The Kitchen Conspiracy Theory

by Bob Blumer
Magazine Issue: U.S. Vol. 2.4
There’s a conspiracy among appliance and utensil manufacturers that is designed to eat away at our culinary confidence.The perpetrators are using glossy catalogues and enticing magazine ads to brainwash us into believing it’s impossible to even fathom cooking unless our kitchens are fully equipped with the latest gadgetry, professional-grade cookware and restaurant-style ranges. Between this “Williams Sonoma syndrome” and Martha Stewart’s if- you- haven’t- milled- the- wheat- yourself- don’t- even- think- about- cultivating- your- own- sour- dough- starter approach to cooking, it’s no wonder that so many intimidated gourmets are selling their souls to Boston Market and Koo Koo Roo.

A fully loaded kitchen is not going to improve your cooking skills any more than a new tennis racket will propel you onto the professional circuit. [The most important tool in any kitchen is a palate] that understands the different taste sensations of fresh produce, herbs and spices; and a will to experiment. Fifty cents’ worth of fresh garlic, ginger, leeks or shallots, chilies and/or lime juice can instantly transform any ho-hum dish into a techno-flavored rave in your mouth. By developing the confidence to mix these elements in bold combinations, you can throw together a spontaneous meal that’ll impress a romantic date or simply improve the pleasure quotient of the food you scarf down in front of the tube. Granted, it takes time to acquire confidence, but whose instincts do you have more faith in: yours or the 17-year-old kid standing behind the fast-food counter in plastic sanitary gloves?

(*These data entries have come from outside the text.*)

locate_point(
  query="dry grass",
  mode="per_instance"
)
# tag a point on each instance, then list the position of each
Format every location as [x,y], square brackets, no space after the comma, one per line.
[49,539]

When you’re ready to take the plunge, there are [three basic kitchen items and one accessory] that I consider to be worthy of your investment. Each one is capable of making a noticeable difference and contributing to a more satisfying cooking experience.

* A solid 8-inch chef’s knife. Pick one that feels good, weighty and well-balanced in your hand. When in doubt, go with a name brand such as Wusthof or Henckel.
* A sturdy wooden cutting board (the bigger and thicker the better).
* A 10-inch non-stick sauté pan and lid . Silverstone makes a fine pan for $25. All-Clad makes the Cadillac, but you’ll pay the price.

For the widest selection and the best deals, [shop at a restaurant supply store] (find them in the yellow pages). A trip to one is a great source of inspiration and a guaranteed action adventure. After the basics are in hand, take a moment to integrate them into your kitchen. The following modifications can help even the most dysfunctional kitchens.

* Designate a prep area. This space should be well-lit. If you have track lighting, re-focus a lamp to illuminate this area. (Do it in such a way that your own body doesn’t cast a shadow where you’ll be chopping).
* Set your cutting board down in the prep area as a permanent fixture. If your counter surface is slippery or uneven, place a damp dishtowel underneath it.
* Relocate your garbage bin. Most garbage bags are hidden under a lid, behind the cupboard door, under the sink and several steps away from the prep area. Getting to the garbage with an armful of vegetable cuttings usually involves the use of several limbs. Like laboratory monkeys, we tend to retrace the same steps over and over, without noticing the inefficiency. (In fairness to the monkeys, they eventually do catch on). Improve your culinary ergonomics by setting a small trash bucket at your feet by the prep area when you start cooking.

Now, for the most important kitchen accessory: Tunage. [Music makes a cook happy]. And a happy disposition is an ingredient you can really taste (just ask any Buddhist). Instead of upgrading to a new multi-setting 40-horsepower blender, spend your next disposable kitchen dollars on a pair of bookshelf speakers (and enough wire to snake back to your receiver). Without any carpet or upholstered furniture to muffle the sound, just about any speaker will sound symphonic in the small confines of a kitchen. To enhance the stereo separation, hang them in diagonally opposing corners of the room. Sixty bucks and a trip to Radio Shack is all it takes to be slicin’ and dicin’ to the beat.

So grab your corkscrew and your favorite new music, [rip out the pages of those annoying catalogs] and use them for what they’re really good for: igniting the pilot light of your stove.